I need a device that can let me transfer saves games from my Gameboy (Color) cartridges to files on my computer that I can use in emulators. Also it should be able to dump ROMs too.

I believe the device I am looking for is called a Flash Linker. I need one for Gameboy/Gameboy Color not Gameboy advance (Although if it does both then that's fine, and I hear there are ones that do GBA that can do the older Gameboy games with an addon, if that's the case I would need the addon too). I have tried like every Video Game forum I could think of and Yahoo! Answers to no avail.
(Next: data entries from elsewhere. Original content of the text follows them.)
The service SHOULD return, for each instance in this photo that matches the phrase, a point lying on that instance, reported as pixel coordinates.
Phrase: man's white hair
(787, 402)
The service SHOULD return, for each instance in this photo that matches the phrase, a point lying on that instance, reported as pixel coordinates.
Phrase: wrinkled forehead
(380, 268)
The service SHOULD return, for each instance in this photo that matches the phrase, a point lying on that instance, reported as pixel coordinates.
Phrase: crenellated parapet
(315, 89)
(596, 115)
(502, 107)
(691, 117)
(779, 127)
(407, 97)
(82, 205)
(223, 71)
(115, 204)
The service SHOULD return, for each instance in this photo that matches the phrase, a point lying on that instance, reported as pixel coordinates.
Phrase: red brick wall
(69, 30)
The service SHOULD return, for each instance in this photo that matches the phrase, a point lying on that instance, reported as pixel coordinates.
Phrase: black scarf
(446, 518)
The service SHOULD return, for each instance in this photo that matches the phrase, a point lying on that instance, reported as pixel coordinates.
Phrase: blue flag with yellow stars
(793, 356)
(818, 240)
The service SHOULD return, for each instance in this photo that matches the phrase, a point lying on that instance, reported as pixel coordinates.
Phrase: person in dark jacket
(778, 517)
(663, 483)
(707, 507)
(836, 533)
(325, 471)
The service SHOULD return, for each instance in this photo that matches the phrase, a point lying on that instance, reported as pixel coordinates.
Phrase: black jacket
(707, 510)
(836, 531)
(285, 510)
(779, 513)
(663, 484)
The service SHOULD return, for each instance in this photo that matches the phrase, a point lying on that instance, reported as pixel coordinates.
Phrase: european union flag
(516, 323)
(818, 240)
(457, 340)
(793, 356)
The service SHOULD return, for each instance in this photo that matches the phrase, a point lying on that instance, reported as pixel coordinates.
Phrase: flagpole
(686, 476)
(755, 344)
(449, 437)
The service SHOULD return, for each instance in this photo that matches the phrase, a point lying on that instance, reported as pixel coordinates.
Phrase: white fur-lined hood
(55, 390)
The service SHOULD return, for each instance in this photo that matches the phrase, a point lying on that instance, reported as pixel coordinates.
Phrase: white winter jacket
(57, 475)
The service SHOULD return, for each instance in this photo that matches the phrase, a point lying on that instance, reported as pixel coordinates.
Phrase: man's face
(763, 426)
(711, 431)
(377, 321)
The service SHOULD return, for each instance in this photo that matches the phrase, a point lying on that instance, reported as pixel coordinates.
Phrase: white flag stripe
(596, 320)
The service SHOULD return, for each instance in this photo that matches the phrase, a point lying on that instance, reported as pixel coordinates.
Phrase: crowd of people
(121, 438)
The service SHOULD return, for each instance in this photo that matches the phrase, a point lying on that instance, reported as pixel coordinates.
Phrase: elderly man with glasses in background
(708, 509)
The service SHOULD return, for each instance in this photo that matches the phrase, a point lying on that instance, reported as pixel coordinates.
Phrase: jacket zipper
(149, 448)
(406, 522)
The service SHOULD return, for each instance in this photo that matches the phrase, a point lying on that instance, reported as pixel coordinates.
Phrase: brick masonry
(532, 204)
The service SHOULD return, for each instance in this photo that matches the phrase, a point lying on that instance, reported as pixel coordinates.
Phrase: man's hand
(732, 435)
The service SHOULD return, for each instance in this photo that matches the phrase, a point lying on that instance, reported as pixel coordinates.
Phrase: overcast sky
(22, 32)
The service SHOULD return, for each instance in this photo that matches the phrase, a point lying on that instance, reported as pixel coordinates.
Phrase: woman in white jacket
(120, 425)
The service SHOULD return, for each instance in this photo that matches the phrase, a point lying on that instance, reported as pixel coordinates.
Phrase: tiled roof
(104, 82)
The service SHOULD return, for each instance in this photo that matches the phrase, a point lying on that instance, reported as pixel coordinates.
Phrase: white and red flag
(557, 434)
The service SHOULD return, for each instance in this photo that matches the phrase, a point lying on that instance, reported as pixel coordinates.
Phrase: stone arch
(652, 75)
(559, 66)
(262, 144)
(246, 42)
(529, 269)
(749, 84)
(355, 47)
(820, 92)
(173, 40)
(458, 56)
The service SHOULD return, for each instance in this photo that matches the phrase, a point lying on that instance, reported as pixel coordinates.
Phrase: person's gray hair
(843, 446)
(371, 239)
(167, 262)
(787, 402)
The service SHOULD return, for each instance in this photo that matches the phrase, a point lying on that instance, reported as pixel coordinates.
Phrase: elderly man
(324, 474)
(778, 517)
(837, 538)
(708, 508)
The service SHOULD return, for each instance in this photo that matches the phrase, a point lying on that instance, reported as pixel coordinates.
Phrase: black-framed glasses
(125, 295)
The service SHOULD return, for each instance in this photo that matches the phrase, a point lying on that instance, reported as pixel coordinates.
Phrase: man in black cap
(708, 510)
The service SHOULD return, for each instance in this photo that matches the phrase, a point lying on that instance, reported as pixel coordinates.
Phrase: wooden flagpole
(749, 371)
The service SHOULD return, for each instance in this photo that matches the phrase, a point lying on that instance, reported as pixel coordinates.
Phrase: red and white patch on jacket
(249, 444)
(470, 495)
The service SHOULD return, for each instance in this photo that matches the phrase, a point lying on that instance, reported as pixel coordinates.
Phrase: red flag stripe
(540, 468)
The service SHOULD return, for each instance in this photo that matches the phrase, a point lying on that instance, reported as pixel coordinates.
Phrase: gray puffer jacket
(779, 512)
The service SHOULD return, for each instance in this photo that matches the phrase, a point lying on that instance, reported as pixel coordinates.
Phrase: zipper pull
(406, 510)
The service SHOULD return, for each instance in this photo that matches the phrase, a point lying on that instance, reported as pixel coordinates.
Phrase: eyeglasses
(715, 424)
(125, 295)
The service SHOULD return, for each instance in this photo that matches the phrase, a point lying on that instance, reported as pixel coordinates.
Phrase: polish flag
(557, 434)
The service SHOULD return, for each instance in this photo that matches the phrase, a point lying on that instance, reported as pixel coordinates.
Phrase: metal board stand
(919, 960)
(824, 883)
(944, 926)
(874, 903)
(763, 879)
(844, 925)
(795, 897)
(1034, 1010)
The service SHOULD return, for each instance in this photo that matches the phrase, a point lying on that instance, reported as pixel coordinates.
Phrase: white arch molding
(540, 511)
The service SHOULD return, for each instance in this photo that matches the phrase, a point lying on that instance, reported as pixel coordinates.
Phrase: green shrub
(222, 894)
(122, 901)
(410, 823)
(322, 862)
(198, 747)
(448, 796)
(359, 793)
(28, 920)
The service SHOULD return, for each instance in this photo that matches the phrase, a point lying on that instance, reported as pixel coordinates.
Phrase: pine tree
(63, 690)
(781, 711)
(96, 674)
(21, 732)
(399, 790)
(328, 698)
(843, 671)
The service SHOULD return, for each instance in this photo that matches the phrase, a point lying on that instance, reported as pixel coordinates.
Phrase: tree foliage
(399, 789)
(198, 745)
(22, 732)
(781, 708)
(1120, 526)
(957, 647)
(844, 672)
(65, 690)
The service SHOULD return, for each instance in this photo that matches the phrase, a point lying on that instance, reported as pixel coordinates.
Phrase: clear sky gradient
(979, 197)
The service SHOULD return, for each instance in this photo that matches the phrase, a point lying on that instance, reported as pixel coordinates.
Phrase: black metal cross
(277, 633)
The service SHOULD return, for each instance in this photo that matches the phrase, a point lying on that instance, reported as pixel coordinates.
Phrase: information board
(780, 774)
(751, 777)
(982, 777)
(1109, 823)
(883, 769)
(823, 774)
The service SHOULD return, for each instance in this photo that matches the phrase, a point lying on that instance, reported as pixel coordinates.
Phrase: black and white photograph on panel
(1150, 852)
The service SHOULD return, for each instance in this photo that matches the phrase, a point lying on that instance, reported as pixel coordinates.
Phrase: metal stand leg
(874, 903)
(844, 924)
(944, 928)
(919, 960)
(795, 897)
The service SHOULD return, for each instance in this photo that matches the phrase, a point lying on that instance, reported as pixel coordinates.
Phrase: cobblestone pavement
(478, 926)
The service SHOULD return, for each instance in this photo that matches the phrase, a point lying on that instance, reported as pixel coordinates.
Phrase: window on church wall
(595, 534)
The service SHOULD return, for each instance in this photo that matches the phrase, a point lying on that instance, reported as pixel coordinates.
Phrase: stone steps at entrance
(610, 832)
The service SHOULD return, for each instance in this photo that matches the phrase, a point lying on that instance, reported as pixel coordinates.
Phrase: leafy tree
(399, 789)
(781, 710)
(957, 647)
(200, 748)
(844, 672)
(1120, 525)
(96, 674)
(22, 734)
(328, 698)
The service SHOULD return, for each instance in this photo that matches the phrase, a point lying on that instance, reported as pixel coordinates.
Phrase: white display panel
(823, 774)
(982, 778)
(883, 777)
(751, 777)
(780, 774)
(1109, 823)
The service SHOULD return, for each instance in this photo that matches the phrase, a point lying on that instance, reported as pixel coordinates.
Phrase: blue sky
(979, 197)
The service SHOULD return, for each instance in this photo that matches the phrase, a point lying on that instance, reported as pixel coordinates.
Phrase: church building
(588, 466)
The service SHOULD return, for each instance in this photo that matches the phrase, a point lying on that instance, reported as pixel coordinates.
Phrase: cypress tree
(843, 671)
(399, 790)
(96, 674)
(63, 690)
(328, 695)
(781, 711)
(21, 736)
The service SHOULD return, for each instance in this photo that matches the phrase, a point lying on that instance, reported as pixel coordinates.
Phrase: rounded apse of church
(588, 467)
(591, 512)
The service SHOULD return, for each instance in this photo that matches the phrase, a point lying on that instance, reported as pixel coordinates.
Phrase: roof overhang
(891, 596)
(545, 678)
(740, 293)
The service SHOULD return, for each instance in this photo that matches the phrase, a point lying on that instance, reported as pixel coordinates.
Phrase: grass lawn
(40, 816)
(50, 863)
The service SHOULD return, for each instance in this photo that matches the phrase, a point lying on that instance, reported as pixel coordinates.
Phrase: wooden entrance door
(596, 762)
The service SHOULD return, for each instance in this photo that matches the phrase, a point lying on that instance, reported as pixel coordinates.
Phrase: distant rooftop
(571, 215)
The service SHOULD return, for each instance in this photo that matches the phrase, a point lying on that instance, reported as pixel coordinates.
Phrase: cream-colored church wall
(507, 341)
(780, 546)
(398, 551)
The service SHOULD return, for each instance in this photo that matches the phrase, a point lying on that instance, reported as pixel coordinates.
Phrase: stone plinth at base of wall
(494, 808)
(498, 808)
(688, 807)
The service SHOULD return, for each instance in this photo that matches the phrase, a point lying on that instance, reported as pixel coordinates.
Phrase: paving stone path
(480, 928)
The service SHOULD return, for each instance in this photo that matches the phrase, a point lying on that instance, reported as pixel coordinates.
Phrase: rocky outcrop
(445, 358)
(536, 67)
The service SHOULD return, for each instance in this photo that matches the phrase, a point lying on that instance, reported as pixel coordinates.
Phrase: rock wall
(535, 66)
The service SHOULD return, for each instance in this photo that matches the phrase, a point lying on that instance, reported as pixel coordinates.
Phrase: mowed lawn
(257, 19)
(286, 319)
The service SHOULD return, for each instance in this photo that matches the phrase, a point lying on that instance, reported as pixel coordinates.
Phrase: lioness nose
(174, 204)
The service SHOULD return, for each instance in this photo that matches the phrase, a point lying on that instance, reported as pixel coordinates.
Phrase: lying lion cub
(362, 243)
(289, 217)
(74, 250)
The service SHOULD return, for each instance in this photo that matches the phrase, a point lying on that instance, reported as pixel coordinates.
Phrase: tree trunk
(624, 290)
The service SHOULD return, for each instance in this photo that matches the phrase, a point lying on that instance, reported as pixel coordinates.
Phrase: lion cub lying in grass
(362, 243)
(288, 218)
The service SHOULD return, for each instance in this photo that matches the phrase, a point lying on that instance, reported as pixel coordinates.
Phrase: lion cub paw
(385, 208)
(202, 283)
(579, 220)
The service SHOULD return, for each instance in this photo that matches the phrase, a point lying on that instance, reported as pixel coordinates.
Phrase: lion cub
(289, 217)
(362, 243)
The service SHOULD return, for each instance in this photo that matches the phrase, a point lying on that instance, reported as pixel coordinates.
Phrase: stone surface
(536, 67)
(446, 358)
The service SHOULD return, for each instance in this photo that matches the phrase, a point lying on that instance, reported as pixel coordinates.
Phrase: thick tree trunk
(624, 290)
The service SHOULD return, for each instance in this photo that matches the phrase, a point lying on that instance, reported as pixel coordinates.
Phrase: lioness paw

Does anyone here know where I can get one?


----------



## FAST6191 (Apr 6, 2010)

We had a similar thread the other week that you might want to peruse:
http://gbatemp.net/index.php?showtopic=214263&hl=


----------



## mpg187 (Apr 7, 2010)

OK thanks, I was in a rush to make my thread and didn't check to see if there was already one (I did check but not very good, I only checked like half the page and noticed that one after). Plus, after asking on lots of forums and getting no answers I didn't expect there to be one here.

In the thread there the guy says he doesn't care about ROM dumping, but the Smart Boy cartridge discussed in that thread does both anyways.

From here on in I will use that thread. Thanks again.


----------